Linux – Unable to zfs send | zfs receive datasets in same zpool

linuxsnapshotzfs

I have two environments Staging (staging) and Development (choang). I am unable to replicate (including snapshots) from dataset zfs/staging.assets to another dataset zfs/choang.assets within the same zpool zfs.

NOTE: I am assuming I need to unmount both origin and destination datasets.

zfs unmount zfs/staging.assets
zfs unmount zfs/choang.assets

zfs send -R zfs/staging.assets | zfs receive -F zfs/choang.assets

When executed, the above commands generate the following error:

Error: Unsupported flag with filesystem or bookmark.
cannot receive: failed to read from stream

When I remove the -R option and execute the commands, it succeeds:

zfs send zfs/staging.assets | zfs receive -F  zfs/choang.assets

However, no snapshots are received and a single snapshot zfs/choang.assets@--head-- is created.

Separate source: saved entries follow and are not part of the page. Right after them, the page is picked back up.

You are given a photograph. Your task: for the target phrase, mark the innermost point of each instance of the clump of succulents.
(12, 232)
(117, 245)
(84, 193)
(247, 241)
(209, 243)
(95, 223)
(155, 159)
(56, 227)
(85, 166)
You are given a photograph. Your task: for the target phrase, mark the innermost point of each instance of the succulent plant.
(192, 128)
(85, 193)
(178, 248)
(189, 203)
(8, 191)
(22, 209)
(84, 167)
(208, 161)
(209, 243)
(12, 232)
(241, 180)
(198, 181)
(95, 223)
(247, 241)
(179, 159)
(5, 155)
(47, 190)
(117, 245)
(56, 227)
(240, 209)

Finally, I attempted to send a snapshot– thinking maybe I might send a snapshot at a time:

zfs send zfs/staging.assets@sha512_hash | zfs receive -Fduv zfs/choang.assets

This didn't work either and generated the following error:

internal error: Invalid argument
cannot receive: failed to read from stream

How can I replicate all snapshots?

Best Answer

Several things are important here. Your errors stem from combinations of them:

Normally you send a specific snapshot or several snapshots instead of a whole file system. This means you do not need to unmount the datasets and disrupt your users, and you can incrementally send/recv later on.
If you do not specify a snapshot on the source, you will get the automatically generated snapshot @--head--, which is the state of your source at the moment of sending (if you would have sent an existing snapshot, that snapshot would take the place of @--head-- on the destination side).

The send -R | recv -F combination means full replication (recursive and including properties on source, destroy old stuff on destination), so you need to decide how to expand the file system hierarchy: you can use either -e, -d, or no flag on receiving (no flag means merging the contents under the new dataset without preserving the name of the parent dataset on the source side):

The -d and -e options cause the file system name of the target snapshot
to be determined by appending a portion of the sent snapshot's name to
the specified target filesystem.  If the -d option is specified, all
but the first element of the sent snapshot's file system path (usually
the pool name) is used and any required intermediate file systems
within the specified one are created. If the -e option is specified,
then only the last element of the sent snapshot's file system name
(i.e. the name of the source file system itself) is used as the target
file system name.

Your last idea (single send, full receive) should work (I tested it in a simple environment and it did work), but it would not be what you wanted anyway.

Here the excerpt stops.